AI agents lose context between sessions. They cannot remember what a user told them last week, build up domain knowledge across conversations, or track how information changes over time.

MemLayer is a persistent memory system for AI agents. It provides an immutable, bitemporal knowledge graph that agents can read from and write to through MCP or a REST API.

When an agent stores a memory, MemLayer extracts entities, classifies them into semantic layers, connects them to existing knowledge, and tracks when each fact was recorded and when it was true in the real world.
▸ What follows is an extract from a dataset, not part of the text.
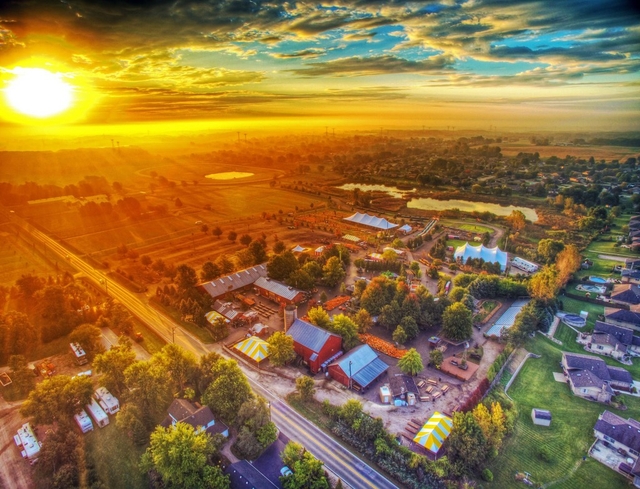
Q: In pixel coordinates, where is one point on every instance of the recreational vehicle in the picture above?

When the agent recalls something, MemLayer combines vector similarity search with graph traversal to find relevant memories — even ones that don’t directly match the query.

Automatic entity extraction — When content is stored, an LLM breaks it into atomic facts, identifies entities, and determines how each fact relates to existing knowledge.

Semantic search — Memories are embedded as vectors. Recall queries use cosine similarity to find conceptually related memories, not just keyword matches.

Temporal reasoning — Every memory carries two time dimensions: when it was recorded and when it was true in the real world. This lets agents answer “What did I know last Tuesday?” See Bitemporality.

Knowledge graph with semantic layers — Memories are organized in a four-layer hierarchy from abstract domains to specific episodes. This improves recall by providing multiple paths to find information. See Semantic Layers.

Per-agent memory namespaces — Each agent operates in isolation with its own knowledge graph. No cross-contamination between agents.

OperationPurposeDescription
RetainStoreIngest content with automatic entity extraction, deduplication, and relationship creation
RecallSearchFind relevant memories using semantic search, graph traversal, and temporal filtering
ReflectOrganizeAnalyze the knowledge graph to create missing layers, draw inferences, and restructure relationships
ForgetDeleteRemove an entity from active queries so it no longer appears in recall results
┌─────────────────┐
│ AI Agent │
│ (MCP / REST) │
└────────┬────────┘
┌────────▼────────┐
│ MemLayer API │
│ (Haskell) │
└──┬─────┬─────┬──┘
│ │ │
┌────────▼┐ ┌──▼───┐ ┌▼────────┐
│ XTDB │ │Qdrant│ │ LLM APIs│
│(bitemp- │ │(vec- │ │(OpenAI, │
│oral DB) │ │tor) │ │ Groq) │
└─────────┘ └──────┘ └─────────┘
  • XTDB — Bitemporal database for memories, relationships, and graph structure. Every mutation is recorded with transaction time and valid time.
  • Qdrant — Vector database for semantic similarity search.
  • LLM APIs — OpenAI for embedding generation, Groq for LLM inference (entity extraction, layer classification, decision-making).